Growth Continues at Bristol-Myers; Eliquis Fantastic

Image Source: Bristol-Myers

Bristol-Myers Squibb continues to put up nice revenue growth as demand for Eliquis is coming in better than expectations. The company’s hopes to win first-line therapy in combination therapy for non-small cell lung cancer have been dealt a severe blow, however. We haven’t liked Bristol-Myers’ share-price performance of late and remain on the sidelines. However, we are watching its equity closely for addition to the simulated newsletter portfolios.

By Alexander J. Poulos

Key Takeaways

We remain astounded by the stellar growth of Eliquis as the product remains a runaway blockbuster for Bristol-Myers. The growth of Eliquis has surpassed our most optimistic expectations as it is now the market leader.

We believe the growth in Opdivo is far from its peak as evidenced by the stellar data posted in Renal Cell Carcinoma.
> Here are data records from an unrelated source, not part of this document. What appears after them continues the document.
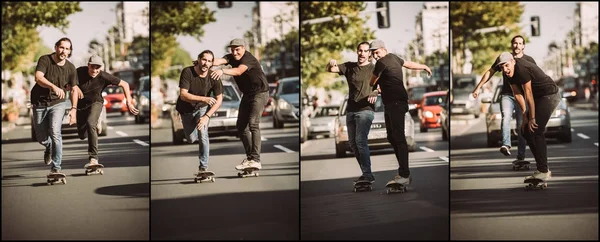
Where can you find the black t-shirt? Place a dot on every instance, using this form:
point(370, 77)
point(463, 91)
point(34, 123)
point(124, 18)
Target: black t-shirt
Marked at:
point(62, 76)
point(253, 80)
point(358, 85)
point(541, 84)
point(92, 87)
point(506, 86)
point(391, 81)
point(196, 85)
Opdivo’s aspirations on winning the coveted first-line therapy in combination therapy for non-small cell lung cancer (NSCLC) were dealt a severe blow by market leader Keytruda as the results of Merck’s PD-1 continue to dominate.
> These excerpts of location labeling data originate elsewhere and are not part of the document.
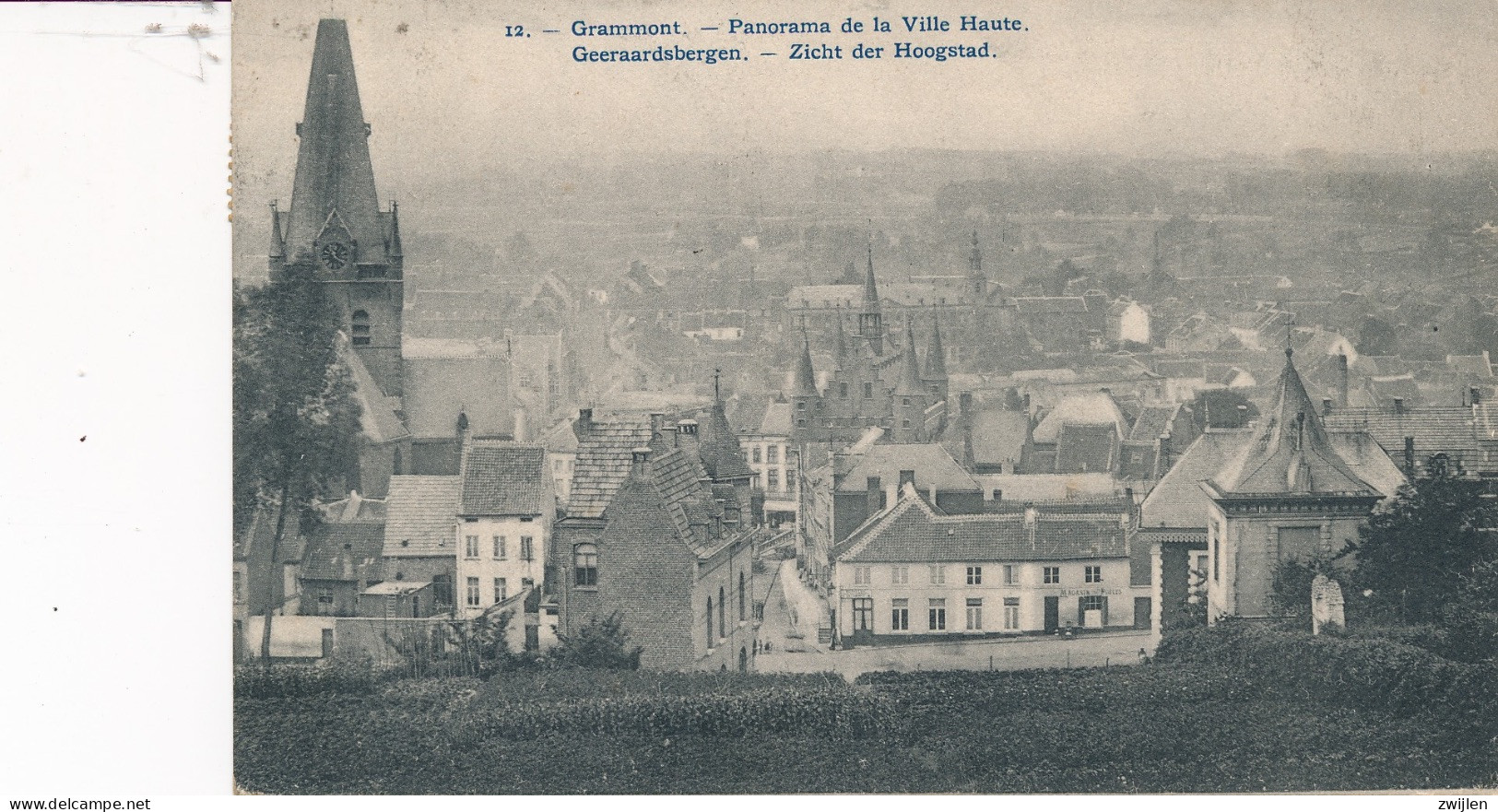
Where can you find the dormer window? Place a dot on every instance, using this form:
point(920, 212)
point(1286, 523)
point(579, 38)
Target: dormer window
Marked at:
point(361, 328)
Recent volatility has brought the share price of Bristol-Myers comfortably below our fair value of $58 per share. We’d only grow interested if the company’s share price turns meaningfully higher.

Twin Pillars Continue to Shine

Bristol-Myers Squibb’s (BMY) revenue growth continues unabated thanks in large part to two unique drugs that we have dubbed “the twin pillars” powering the company forward. As a general reminder, one of the key characteristics we look for in the pharma/biotech sector is top-line growth across the company’s entire portfolio without an overreliance on one product for the bulk of the growth. We feel an overreliance on one product opens the company to substantial downside risk either through the combination of creative destruction (a competitor introduces a superior product) or the end of the patent life on the product.

Eliquis

We remain astounded by the stellar growth of Eliquis as the product remains a runaway blockbuster for Bristol. Sales in the recently completed first quarter topped $1.5 billion for a delta of 37% versus the comparable period in 2017. We simply will not mince words here—Eliquis is the undisputed market leader with a long runway for sustained growth.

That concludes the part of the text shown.